An additional 5,000 new hires will be made over the next year. Onboarding and training will begin within just a few weeks of hire.

“IRS employees have been working tirelessly to process backlogged returns and taxpayer correspondence. To ensure inventory is back to a healthy level for next filing season, we are leaving no stone unturned—taking an all-hands-on-deck approach to ensure as many employees as possible are dedicating time to return processing,” IRS Commissioner Charles Rettig said. “This includes bringing on new employees and reassigning current IRS employees to process inventory.”

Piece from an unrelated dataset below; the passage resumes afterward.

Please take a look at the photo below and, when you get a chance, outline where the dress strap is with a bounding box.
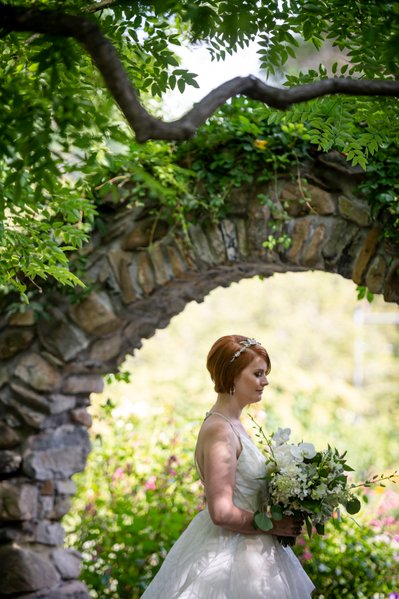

Millions of taxpayers are still awaiting the processing of their tax returns and receipt of their refunds, creating one of the most challenging tax filing seasons in U.S. history. The backlog challenges stem from two key sources. One, the IRS has been underfunded for more than a decade, with its budget cut by nearly 20 percent since 2010. Two, the pandemic created a unique set of new operational challenges for the IRS as the agency was called upon to support emergency relief for taxpayers, like distributing an unprecedented three rounds of Economic Impact Payments to 85 percent of American households.

“Since the pandemic began, IRS employees have been called on to go above and beyond for the American people, and they have met the moment. But they’ve had to do so without adequate resources and funding, which is why the agency faces the challenges that it does today. The Biden Administration is committed to getting the IRS the stable, long-term funding it needs to be able to serve the American people,” Deputy Secretary of the Treasury Wally Adeyemo said.

In addition to hiring 10,000 new employees, the IRS is creating a 700-person surge team to process new returns. These efforts will address the historically high inventories of paper tax returns. At full capacity, this surge will close millions of cases each month. Also, the IRS has required mandatory overtime for the over 6,000 employees processing original returns. Further, the IRS is quickly pursuing additional contracting options to help with original return processing. The IRS is also expanding its customer service capabilities to help people with questions about filing their taxes.